She was sensible. He went up to bed in more cheerful mood.

But retirement from affairs had effected in Soames a deeper change than he was at all aware of. Lacking professional issues to anchor the faculty for worrying he had inherited from James Forsyte, he was inclined to pet any trouble that came along. The more he thought of that paragraph, the more he felt inclined for a friendly talk with the editor. If he could go to Fleur and say: “I’ve made it all right with those fellows, anyway. There’ll be no more of that sort of thing,” he would wipe out her vexation. If you couldn’t make people in private think well of your daughter, you could surely check public expression of the opposite opinion.
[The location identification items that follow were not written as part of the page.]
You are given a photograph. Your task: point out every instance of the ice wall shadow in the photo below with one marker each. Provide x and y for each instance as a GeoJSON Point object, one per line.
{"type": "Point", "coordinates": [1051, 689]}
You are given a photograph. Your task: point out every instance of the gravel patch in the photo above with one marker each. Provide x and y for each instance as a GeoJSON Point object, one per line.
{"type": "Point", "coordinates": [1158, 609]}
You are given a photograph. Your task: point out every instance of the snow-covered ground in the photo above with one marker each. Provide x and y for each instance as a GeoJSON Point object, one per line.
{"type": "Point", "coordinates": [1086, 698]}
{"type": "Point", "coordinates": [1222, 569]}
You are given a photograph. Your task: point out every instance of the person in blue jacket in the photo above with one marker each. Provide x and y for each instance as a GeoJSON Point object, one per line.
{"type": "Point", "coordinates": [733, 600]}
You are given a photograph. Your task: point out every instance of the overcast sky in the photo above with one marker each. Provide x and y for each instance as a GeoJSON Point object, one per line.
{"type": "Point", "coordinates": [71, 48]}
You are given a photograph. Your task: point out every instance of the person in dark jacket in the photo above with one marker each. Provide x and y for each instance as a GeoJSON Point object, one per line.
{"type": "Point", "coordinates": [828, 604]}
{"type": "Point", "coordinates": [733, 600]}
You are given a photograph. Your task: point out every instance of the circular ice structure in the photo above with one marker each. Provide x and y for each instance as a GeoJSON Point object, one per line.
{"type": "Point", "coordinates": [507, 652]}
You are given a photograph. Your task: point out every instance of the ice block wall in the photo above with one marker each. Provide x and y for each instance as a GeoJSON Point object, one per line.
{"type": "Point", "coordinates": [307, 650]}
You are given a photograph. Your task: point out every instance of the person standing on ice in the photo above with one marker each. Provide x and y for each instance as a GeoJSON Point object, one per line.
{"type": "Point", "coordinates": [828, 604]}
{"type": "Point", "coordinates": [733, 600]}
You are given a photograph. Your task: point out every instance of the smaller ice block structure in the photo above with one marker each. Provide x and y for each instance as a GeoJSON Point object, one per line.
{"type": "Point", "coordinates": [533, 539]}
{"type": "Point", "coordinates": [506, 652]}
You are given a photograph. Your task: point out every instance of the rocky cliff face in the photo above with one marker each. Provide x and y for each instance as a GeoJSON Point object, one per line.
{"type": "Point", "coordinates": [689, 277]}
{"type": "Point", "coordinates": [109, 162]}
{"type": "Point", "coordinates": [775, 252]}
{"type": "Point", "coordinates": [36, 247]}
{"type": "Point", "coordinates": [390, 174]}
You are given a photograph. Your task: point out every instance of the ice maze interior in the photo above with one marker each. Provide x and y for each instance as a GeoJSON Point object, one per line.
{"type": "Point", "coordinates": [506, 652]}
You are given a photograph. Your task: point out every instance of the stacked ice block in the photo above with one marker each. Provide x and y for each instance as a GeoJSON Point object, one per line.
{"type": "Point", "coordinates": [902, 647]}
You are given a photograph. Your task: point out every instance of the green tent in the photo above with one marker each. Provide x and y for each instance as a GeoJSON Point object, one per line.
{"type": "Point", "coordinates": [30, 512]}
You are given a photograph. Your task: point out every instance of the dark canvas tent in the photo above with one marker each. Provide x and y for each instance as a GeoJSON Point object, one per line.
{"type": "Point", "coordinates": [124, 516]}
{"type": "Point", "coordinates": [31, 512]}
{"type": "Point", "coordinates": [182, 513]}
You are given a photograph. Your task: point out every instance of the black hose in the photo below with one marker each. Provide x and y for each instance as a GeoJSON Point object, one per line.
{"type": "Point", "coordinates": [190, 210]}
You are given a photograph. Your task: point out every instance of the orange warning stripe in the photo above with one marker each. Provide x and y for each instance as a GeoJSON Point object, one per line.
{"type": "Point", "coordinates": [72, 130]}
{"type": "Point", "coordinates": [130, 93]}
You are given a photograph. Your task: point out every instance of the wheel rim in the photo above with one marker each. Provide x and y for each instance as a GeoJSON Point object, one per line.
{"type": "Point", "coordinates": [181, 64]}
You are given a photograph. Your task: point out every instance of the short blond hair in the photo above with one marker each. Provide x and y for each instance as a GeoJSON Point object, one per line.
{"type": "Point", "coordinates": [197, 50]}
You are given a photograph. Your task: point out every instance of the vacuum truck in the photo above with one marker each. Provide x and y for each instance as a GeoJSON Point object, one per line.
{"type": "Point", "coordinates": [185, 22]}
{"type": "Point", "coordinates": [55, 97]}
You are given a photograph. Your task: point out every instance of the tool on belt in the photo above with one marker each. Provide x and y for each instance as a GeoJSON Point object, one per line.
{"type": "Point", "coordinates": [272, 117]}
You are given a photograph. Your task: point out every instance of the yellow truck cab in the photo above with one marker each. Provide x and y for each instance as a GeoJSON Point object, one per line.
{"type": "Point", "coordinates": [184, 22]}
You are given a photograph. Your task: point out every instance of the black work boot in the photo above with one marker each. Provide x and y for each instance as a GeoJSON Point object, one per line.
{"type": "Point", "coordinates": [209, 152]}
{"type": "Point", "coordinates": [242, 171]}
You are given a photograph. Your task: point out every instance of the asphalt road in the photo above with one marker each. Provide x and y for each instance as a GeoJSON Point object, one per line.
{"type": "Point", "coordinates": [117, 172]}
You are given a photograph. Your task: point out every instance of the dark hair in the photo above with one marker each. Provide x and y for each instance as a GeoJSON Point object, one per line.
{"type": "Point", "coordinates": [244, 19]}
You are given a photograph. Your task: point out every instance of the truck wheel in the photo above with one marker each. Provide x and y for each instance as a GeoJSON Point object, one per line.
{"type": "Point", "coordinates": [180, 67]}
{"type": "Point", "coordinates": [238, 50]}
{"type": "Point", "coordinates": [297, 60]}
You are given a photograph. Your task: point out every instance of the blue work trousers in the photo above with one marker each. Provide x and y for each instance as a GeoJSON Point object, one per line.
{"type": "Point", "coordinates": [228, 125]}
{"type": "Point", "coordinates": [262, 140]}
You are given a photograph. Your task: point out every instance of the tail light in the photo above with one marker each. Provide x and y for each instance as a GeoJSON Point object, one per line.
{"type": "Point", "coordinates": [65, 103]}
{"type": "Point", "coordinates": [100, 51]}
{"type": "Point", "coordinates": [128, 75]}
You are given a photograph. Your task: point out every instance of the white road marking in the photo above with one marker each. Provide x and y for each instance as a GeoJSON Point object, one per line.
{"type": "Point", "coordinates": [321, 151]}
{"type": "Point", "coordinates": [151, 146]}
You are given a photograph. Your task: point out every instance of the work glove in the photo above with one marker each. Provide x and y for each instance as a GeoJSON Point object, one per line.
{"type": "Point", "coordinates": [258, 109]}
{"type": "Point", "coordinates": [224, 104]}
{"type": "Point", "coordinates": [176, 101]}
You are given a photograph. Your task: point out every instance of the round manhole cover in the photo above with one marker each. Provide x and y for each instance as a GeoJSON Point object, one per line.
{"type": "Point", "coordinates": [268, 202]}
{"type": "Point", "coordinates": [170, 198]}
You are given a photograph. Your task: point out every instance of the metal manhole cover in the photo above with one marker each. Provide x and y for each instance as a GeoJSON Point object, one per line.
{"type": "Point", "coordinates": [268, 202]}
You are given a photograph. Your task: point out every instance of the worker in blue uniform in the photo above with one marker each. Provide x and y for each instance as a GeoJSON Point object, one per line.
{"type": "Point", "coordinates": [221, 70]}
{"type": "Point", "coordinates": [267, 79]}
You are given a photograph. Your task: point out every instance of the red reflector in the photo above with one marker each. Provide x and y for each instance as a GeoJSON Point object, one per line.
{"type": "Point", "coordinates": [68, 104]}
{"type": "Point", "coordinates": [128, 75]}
Except that he did not like to get into them, Soames took on the whole a favourable view of ‘the papers.’ He read The Times; his father had read it before him, and he had been brought up on its crackle. It had news—more news for his money than he could get through. He respected its leading articles; and if its great supplements had at times appeared to him too much of a good thing, still it was a gentleman’s paper. Annette and Winifred took The Morning Post. That also was a gentleman’s paper, but it had bees in its bonnet. Bees in bonnets were respectable things, but personally Soames did not care for them. He knew little of the other papers except that those he saw about had bigger headlines and seemed cut up into little bits. Of the Press as a whole he took the English view: It was an institution. It had its virtues and its vices—anyway you had to put up with it.

About eleven o’clock he was walking towards Fleet Street.

At the office of The Evening Sun he handed in his card and asked to see the Editor. After a moment’s inspection of his top-hat, he was taken down a corridor and deposited in a small room. It seemed a ‘wandering great place.’ Some one would see him!

“Some one?” said Soames: “I want the Editor.”

The Editor was very busy; could he come again when the rush was over?

“No,” said Soames.

Would he state his business? Soames wouldn’t.

The attendant again looked at his top-hat and went away.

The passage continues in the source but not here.